“I can hear,” Louise Skalko said with a laugh as she put her cochlear implant in place soon after answering her door.
She immediately began to explain how the device worked; how it bypasses damaged hearing parts and directly stimulates the hearing nerve. It recreates sounds rather than amplifying them as a hearing aid does.
Now in her 70s, Skalko got the implant surgically installed in 2001. She knew she had hearing loss before that, but it took years to figure out.
“I probably had some kind of hearing loss since I was a child, only I didn’t know it,” Skalko said. “Apparently, I was reading lips, but I didn’t know it. I just thought I was stupid.”
Of course, she was not stupid, it just never occurred to anyone that she had a problem.
“I could hear in quiet environments and one-on-one, but I was reading lips,” she said. “I can read music. I can play anything, but I can’t hear what I’m playing.”
The sounds she does hear are mechanical, but as a musician, she can keep up with the beat and faithfully recreate musical pieces.
Nowadays, Skalko said, people are more attuned to those with hearing loss. She said 10 percent of Americans have some sort of hearing loss. Newborns are all tested for hearing loss.
Skalko retired to Jonesborough, though she has lived all over the country, including New Orleans, and Augusta, Ga. She was born in New York City and lived in Brooklyn as a child.
Her passion now is advocating for people with hearing loss and helping ensure the success of the new East Tennessee State University Cochlear Implant Center.
When she moved back to Johnson City after retirement in 2006, she realized there was only one audiologist in the area who did mapping for cochlear implants. If she wanted to have follow-up treatments for her device, she would have to return to Augusta, where it was installed, or go to Nashville. Other people who may have cochlear implants in Northeast Tennessee would be in the same position.
“I decided one of the things I would like to do in retirement is establish a cochlear implant facility in the Tri-Cities area,” she said.
So, she began providing seed money for the ETSU clinic. The clinic recently opened, and Skalko was pleased it has seen a few patients and has booked several more for the near future.
The clinic can not surgically install cochlear implants but it can evaluate patients for the devices and also provide follow-up treatment.
Skalko hopes that one day surgeons in this area can install the implants.
Before she retired, Skalko was an educator.
She put herself through college by teaching. Skalko got her bachelor’s degree at St. Johns University in New York. She worked on a master’s degree in biology in Gainesville but did not finish that one.

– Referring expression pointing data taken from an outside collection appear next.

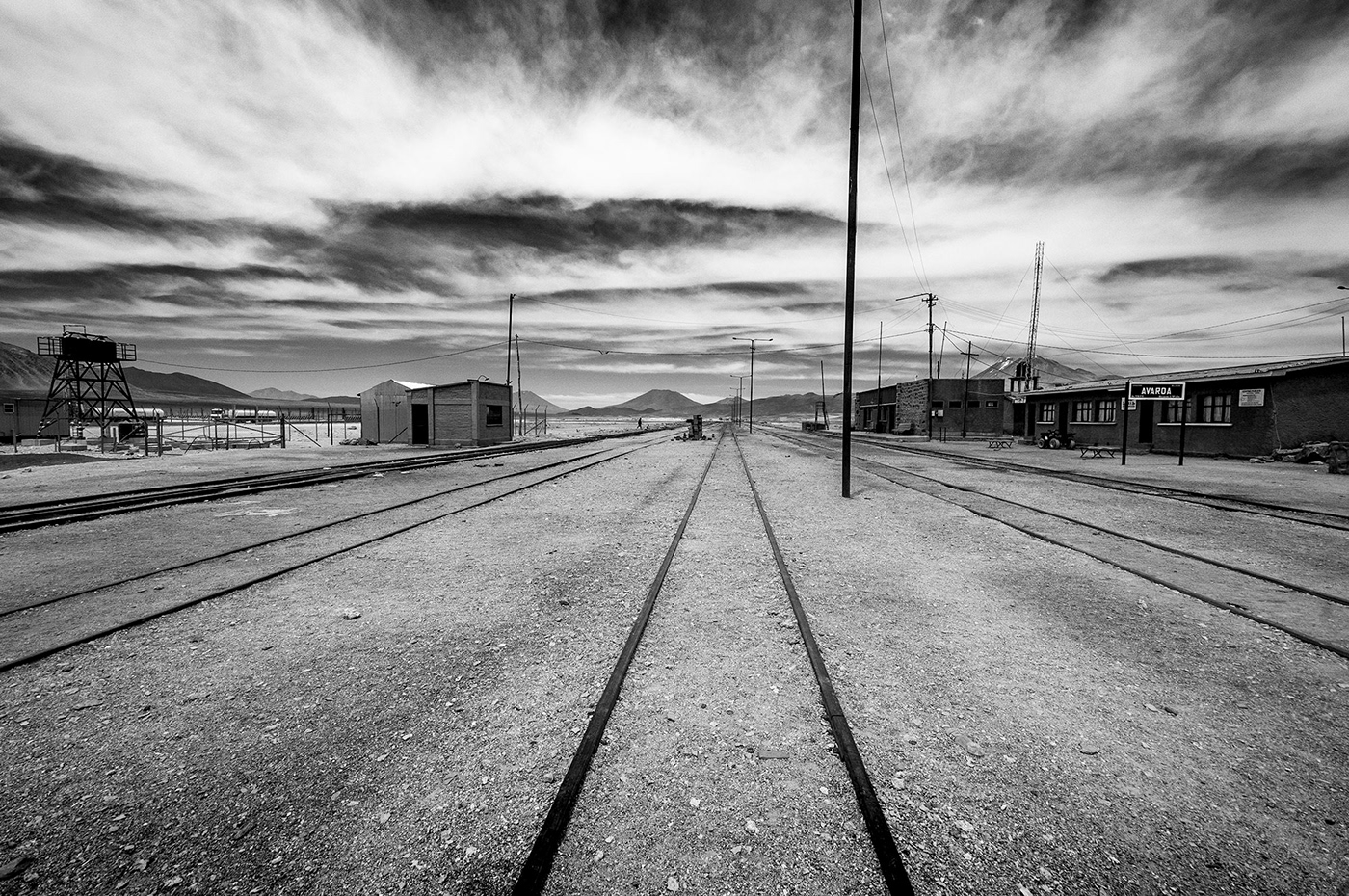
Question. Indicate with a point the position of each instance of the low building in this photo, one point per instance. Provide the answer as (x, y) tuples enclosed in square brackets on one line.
[(474, 411), (1240, 411), (386, 411), (20, 416), (950, 407)]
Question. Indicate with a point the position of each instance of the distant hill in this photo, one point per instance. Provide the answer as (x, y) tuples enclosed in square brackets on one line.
[(280, 394), (533, 400), (1051, 373), (661, 403)]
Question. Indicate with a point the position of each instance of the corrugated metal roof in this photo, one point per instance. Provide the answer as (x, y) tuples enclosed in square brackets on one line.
[(1244, 371)]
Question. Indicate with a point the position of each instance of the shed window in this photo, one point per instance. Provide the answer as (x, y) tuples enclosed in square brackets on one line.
[(1216, 409)]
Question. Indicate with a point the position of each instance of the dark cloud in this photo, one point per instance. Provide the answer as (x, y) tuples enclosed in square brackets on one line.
[(1189, 266), (1336, 273), (123, 278), (555, 225)]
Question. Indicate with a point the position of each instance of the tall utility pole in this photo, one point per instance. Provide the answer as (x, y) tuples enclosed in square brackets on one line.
[(880, 349), (519, 383), (930, 300), (965, 401), (852, 250), (510, 323), (1035, 312), (755, 339)]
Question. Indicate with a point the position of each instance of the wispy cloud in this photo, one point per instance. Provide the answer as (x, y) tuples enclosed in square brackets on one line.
[(370, 179)]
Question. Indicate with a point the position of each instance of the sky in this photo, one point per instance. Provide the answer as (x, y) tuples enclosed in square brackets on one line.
[(320, 196)]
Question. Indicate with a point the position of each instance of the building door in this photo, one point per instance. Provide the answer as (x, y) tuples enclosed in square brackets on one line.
[(420, 425), (1146, 421)]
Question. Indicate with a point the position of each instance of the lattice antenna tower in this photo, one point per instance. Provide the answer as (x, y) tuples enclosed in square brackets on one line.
[(88, 382), (1035, 313)]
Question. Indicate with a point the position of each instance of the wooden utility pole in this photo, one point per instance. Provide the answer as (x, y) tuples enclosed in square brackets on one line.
[(965, 403), (852, 250)]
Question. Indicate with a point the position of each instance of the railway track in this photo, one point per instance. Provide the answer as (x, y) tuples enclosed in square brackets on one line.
[(533, 876), (1274, 600), (44, 513), (43, 627), (1319, 518)]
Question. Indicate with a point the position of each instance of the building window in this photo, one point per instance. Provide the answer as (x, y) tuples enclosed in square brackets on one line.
[(1171, 411), (1216, 409)]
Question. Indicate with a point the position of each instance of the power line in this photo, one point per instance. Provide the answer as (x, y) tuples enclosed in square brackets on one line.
[(886, 162), (904, 165)]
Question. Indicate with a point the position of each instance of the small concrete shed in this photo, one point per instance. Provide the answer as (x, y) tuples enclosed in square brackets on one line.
[(386, 411), (474, 411)]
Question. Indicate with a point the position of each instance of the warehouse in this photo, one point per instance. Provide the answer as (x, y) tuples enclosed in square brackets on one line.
[(22, 416), (958, 407), (386, 411), (474, 411), (1240, 411)]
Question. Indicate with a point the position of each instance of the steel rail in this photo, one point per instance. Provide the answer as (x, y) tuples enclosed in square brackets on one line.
[(19, 517), (883, 841), (290, 535), (1143, 573), (182, 605), (533, 875)]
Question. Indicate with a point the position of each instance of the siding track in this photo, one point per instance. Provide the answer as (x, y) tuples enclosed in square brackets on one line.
[(30, 515), (16, 646), (533, 876), (1274, 600)]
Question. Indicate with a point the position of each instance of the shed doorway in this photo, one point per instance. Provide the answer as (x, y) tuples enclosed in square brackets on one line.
[(420, 428)]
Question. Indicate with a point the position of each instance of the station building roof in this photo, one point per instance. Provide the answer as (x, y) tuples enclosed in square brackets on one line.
[(1243, 371)]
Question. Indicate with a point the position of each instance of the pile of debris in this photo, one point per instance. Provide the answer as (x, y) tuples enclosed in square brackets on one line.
[(1333, 454)]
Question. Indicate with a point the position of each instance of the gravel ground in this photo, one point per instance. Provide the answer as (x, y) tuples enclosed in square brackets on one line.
[(1038, 723)]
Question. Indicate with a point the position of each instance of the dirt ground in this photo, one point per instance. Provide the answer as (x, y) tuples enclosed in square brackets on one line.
[(1036, 723)]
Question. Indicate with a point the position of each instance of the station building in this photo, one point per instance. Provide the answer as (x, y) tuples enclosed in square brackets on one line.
[(386, 411), (1240, 411), (474, 411)]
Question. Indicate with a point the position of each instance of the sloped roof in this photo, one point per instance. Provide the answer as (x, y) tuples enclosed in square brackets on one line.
[(1243, 371)]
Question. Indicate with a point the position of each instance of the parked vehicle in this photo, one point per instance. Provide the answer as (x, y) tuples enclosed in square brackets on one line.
[(1058, 438)]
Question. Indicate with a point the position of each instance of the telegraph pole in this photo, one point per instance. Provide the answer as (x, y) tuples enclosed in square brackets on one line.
[(757, 339), (965, 403), (930, 300), (510, 323), (852, 250)]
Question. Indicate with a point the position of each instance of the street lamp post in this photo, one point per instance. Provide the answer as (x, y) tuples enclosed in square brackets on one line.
[(755, 339), (739, 390)]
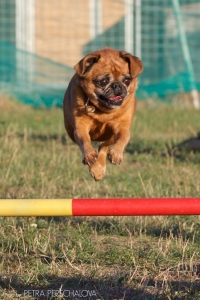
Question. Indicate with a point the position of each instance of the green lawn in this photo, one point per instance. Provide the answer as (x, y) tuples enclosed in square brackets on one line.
[(110, 257)]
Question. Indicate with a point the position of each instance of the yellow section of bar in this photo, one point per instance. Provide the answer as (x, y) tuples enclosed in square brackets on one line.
[(35, 207)]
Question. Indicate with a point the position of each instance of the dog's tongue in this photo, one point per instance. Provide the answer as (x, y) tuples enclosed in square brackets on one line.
[(115, 98)]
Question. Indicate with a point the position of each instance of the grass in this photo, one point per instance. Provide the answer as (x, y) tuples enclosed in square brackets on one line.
[(113, 257)]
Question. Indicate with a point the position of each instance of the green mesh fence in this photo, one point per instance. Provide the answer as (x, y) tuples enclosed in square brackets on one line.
[(41, 41)]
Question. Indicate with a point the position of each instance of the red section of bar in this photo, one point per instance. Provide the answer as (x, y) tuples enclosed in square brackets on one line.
[(135, 206)]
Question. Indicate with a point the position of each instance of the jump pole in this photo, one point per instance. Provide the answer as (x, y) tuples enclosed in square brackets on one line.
[(99, 207)]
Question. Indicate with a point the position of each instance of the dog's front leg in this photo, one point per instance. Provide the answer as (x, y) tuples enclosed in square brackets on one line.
[(82, 138), (115, 155)]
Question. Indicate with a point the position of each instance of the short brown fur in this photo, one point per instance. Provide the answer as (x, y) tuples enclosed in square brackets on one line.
[(114, 106)]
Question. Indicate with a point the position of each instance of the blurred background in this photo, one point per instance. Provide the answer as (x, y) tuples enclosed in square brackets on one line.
[(41, 41)]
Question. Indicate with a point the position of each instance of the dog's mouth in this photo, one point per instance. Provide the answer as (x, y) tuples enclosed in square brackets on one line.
[(111, 102)]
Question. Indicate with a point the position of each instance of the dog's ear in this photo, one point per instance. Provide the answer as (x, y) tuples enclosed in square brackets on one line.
[(135, 64), (86, 63)]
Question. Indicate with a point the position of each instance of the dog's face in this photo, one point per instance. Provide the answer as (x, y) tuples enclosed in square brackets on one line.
[(107, 76)]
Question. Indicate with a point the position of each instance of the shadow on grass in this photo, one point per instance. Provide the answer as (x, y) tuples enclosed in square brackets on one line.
[(78, 288)]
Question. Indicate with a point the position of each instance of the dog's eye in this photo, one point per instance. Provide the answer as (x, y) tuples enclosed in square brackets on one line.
[(103, 82), (127, 81)]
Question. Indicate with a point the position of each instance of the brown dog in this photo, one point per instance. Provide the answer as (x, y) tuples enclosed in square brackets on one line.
[(99, 105)]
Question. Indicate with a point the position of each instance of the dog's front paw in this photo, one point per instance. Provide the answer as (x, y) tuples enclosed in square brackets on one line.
[(90, 158), (115, 157), (97, 171)]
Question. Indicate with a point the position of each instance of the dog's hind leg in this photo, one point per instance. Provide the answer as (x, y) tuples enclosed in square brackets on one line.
[(98, 169)]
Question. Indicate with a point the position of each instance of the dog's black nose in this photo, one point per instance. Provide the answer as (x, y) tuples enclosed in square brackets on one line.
[(117, 88)]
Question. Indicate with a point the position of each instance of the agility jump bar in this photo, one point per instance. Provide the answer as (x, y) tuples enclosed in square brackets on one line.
[(99, 207)]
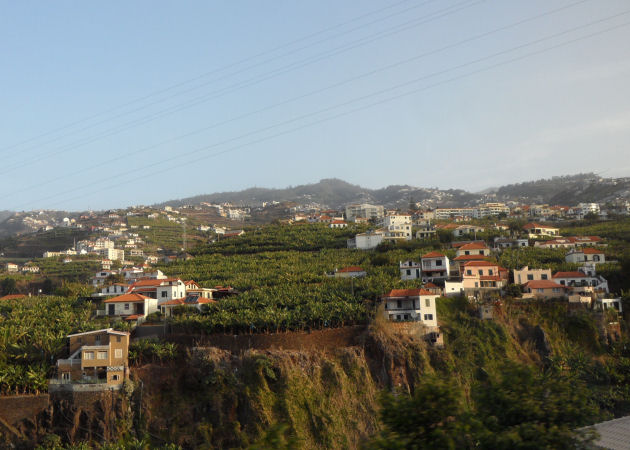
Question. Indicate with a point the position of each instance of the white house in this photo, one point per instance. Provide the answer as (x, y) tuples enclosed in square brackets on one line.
[(435, 266), (579, 281), (364, 210), (398, 225), (115, 289), (410, 270), (130, 306), (417, 305), (337, 223), (163, 290), (453, 288), (585, 255), (526, 274), (536, 230)]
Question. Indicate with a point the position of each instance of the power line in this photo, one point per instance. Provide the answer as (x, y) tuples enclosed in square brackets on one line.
[(226, 76), (376, 103), (311, 93), (203, 75), (243, 84)]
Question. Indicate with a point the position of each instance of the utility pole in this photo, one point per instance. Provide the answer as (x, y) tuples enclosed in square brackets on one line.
[(184, 224)]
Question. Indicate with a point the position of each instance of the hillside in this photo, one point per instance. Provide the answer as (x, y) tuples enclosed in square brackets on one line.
[(334, 193)]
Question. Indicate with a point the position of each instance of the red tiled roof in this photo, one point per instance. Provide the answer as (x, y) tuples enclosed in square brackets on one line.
[(542, 284), (150, 282), (474, 246), (351, 269), (479, 263), (408, 293), (537, 225), (591, 251), (133, 317), (569, 275), (470, 258), (127, 298), (433, 255)]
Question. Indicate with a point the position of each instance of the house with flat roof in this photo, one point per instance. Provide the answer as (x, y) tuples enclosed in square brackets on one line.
[(98, 357)]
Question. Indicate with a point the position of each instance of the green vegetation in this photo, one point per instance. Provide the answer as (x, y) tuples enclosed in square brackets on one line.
[(33, 334)]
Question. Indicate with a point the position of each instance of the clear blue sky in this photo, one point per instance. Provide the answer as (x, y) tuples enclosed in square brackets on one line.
[(111, 104)]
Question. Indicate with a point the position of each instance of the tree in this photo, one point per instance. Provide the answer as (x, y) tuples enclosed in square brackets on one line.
[(8, 286), (433, 417)]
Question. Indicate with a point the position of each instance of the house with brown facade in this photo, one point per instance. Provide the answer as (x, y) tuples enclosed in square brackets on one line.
[(97, 357)]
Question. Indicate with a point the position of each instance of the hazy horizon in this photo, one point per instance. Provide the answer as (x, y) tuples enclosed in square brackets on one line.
[(111, 105)]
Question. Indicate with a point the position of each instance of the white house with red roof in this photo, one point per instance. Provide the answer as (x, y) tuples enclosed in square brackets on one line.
[(473, 249), (588, 255), (338, 223), (163, 290), (478, 276), (115, 289), (192, 300), (397, 226), (410, 270), (130, 306), (570, 242), (413, 305), (583, 280), (435, 266), (544, 289), (535, 230)]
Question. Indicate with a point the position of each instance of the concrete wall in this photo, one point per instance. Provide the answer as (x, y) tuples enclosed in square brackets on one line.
[(15, 408)]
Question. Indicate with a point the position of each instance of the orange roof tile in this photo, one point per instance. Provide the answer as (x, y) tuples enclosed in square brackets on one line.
[(408, 293), (479, 263), (127, 298), (474, 246), (569, 275), (433, 255), (470, 258), (543, 284)]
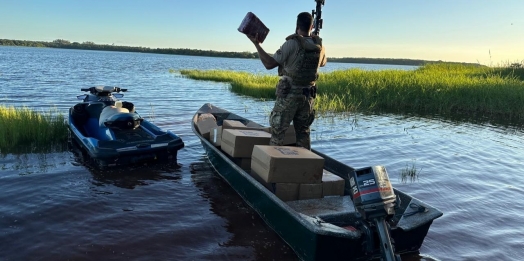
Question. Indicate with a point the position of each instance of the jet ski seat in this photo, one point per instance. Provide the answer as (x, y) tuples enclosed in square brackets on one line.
[(117, 117)]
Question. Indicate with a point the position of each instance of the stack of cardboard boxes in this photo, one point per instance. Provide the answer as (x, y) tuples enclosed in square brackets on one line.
[(292, 173)]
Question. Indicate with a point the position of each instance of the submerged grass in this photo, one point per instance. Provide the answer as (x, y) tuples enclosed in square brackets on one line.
[(435, 89), (410, 172), (22, 128)]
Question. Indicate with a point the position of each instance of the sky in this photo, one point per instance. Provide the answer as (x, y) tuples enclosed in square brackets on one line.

When she moved to Johnson City, she went to East Tennessee State University and got a master’s degree in education.
She also started a scholarship for students in the College of Education.
It took a while to finish the master’s in education, what with being a working adult and all, but she did get it. Better and better jobs followed and eventually she came to work at an engineering and construction company as the senior corporate trainer for construction.
She helped instruct 6,000 people on continuing education. Five to six percent of those people were illiterate, she said. Regardless, they had to pass a written test to keep their jobs.
After she discovered some workers could not read, Skalko was tasked with helping them pass the tests. She helped 300 workers retain their jobs by reading the tests allowed.
Eventually, she established an on-site literacy program that helped save many people’s jobs and provided them a new skill.
She wondered if that would have been implemented had she not been there.
“I know with my disability I am more attuned to other people’s differences, and I can’t say sympathetic, just more understanding,” Skalko said.